Es sólo un ejemplo, pues todos sabemos de lo ondulante de los amores y de esas frustraciones latentes que duran toda la vida aunque no pensemos en ellas. Cada caso es muy complejo y debe ser abordado de forma singular, pero conviene saber qué clase de métodos conviene a cada estado emocional. Algunos terapeutas recomiendan formas de representación, dramatización y sublimación (operar sobre la palabra) para prácticamente cualquier problema que se les presente; de acuerdo con nuestra teoría, sin embargo, sólo convendrían en casos extremos en los que uno se sienta a punto de realizar actos cuya perspectiva le horroriza. Si se trata de fantasías, de ideas recurrentes, de pequeñas obsesiones y manías, se las debería intentar resolver antes en el plano del pensamiento, mediante técnicas de meditación, concienciación o reflexión.

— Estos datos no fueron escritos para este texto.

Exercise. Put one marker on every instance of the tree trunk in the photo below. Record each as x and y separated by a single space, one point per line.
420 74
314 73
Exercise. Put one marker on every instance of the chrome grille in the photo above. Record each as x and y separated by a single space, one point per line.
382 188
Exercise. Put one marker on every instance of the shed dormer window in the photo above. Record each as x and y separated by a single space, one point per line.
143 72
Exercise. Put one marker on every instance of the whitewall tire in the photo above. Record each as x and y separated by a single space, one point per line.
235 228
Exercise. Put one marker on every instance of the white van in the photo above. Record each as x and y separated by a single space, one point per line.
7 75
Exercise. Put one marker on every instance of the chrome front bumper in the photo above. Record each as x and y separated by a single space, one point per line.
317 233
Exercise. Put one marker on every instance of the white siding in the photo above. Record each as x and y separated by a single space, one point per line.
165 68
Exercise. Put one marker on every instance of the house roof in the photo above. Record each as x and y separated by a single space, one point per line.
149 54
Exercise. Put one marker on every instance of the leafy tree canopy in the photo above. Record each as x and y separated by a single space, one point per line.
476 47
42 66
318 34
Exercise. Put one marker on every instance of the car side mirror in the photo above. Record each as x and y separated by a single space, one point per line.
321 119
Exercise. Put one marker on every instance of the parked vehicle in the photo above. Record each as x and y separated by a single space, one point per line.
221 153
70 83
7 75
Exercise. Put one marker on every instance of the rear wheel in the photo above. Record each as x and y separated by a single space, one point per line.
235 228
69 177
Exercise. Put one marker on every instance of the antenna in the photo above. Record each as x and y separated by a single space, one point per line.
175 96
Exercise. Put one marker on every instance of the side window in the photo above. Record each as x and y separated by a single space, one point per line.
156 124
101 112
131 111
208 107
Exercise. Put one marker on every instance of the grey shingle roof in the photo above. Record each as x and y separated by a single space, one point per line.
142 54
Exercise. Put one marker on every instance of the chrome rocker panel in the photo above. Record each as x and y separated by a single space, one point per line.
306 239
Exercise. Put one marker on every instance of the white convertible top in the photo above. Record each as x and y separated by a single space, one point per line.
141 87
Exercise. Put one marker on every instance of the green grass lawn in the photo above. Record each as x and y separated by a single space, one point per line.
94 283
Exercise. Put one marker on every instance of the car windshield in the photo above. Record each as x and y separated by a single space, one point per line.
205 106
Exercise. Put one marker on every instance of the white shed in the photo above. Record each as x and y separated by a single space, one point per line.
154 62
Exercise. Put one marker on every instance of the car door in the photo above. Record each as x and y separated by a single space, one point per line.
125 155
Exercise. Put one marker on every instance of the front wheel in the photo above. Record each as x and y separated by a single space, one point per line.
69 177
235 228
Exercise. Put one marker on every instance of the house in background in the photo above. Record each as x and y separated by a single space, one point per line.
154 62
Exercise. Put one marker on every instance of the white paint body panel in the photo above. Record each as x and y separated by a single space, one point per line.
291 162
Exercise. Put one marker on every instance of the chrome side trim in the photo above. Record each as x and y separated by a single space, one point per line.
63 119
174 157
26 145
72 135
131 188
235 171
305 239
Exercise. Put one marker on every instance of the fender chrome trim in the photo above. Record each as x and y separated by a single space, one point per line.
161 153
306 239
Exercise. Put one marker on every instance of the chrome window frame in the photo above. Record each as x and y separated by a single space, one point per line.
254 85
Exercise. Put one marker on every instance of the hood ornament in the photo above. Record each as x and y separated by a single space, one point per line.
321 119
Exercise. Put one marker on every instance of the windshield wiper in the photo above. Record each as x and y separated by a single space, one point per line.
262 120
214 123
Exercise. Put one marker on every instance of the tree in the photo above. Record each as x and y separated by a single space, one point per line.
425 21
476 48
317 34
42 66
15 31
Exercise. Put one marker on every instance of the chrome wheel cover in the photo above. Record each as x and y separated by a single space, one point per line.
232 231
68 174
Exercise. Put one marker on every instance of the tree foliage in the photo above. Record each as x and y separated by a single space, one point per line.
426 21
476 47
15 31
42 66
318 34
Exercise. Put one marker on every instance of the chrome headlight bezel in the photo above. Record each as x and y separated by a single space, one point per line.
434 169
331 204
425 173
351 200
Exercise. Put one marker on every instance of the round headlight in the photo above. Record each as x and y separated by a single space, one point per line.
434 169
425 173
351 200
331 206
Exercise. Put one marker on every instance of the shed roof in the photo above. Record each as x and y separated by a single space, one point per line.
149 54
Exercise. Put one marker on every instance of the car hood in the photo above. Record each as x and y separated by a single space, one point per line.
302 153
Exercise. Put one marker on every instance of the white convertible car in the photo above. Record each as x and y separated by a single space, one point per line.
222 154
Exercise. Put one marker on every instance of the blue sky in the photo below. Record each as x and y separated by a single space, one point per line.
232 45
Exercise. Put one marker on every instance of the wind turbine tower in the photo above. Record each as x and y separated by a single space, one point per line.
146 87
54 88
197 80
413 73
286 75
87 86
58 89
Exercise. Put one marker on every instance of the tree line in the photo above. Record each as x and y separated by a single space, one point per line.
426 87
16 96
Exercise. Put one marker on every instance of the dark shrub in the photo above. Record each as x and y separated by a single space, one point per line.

De lo contrario, el adagio es de sobras conocido: “pues realicé el ritual/acto de psicodrama/terapia primal y seguí igual de fastidiado”. La representación, por extrema y elaborada que fuera, no sanó nuestra mente.
Otros terapeutas, por el contrario, creen que la simple meditación, la interiorización de ideas, el autoanálisis o los ejercicios antiestrés son capaces de resolver los problemas más graves, pero todos sabemos, por experiencia y si somos un poco sinceros con nosotros mismos, que hay situaciones en las que simplemente no somos capaces de sentarnos a meditar o a reflexionar, y aun si lo hacemos no sirve de mucho, ni a todos los temperamentos por igual: ahí es donde se hace legítima la palabra, el juego simbólico y catártico.
Si presuponemos que el pensamiento es la fuente de toda actuación, entonces lo óptimo sería restringirse a métodos “mentales”, pero estos sólo pueden funcionar cuando las pasiones más intensas han sido paralizadas, desviadas o neutralizadas. Quizá por ello el supermercado de las terapias está repleto de remedios mágicos en forma de shock. Sin embargo, la sublimación no basta para resolver el problema, pues su propia existencia demuestra que la pulsión sigue ahí (y puede estallar en cualquier momento). Es verdad que hay casos en los que consolidar el progreso lo suficiente como para pasar a la terapia propiamente mental puede llevar muchos años, incluso no suceder nunca. Pero en el horizonte siempre debería existir la perspectiva de que el problema desaparezca del todo, que sea borrado finalmente; pensar de otro modo supone un gran pesimismo con respecto a la naturaleza humana, y dicho pesimismo, aun si fuera acertado, sólo nos conducirá a desanimarnos y tirar por la borda todo avance conseguido.
Muchos de los terapeutas que han propuesto técnicas sublimatorias, como la psicoanalítica, reconocen un problema prácticamente irresoluble en el ser humano (la pulsión, el complejo, el trauma genealógico o infantil...). Quizá se deba a que ellos, obcecados como estaban por sus propios descubrimientos en ese campo, se contentaron con trastocar comportamientos disfuncionales por lenguajes sublimados y metafóricos que a lo sumo los volvían inofensivos, curando mediante la palabra, y no siguieron trabajando en dirección a la raíz del pensamiento, que, aunque más difícil de curar, es posiblemente el proceso más gratificante y duradero.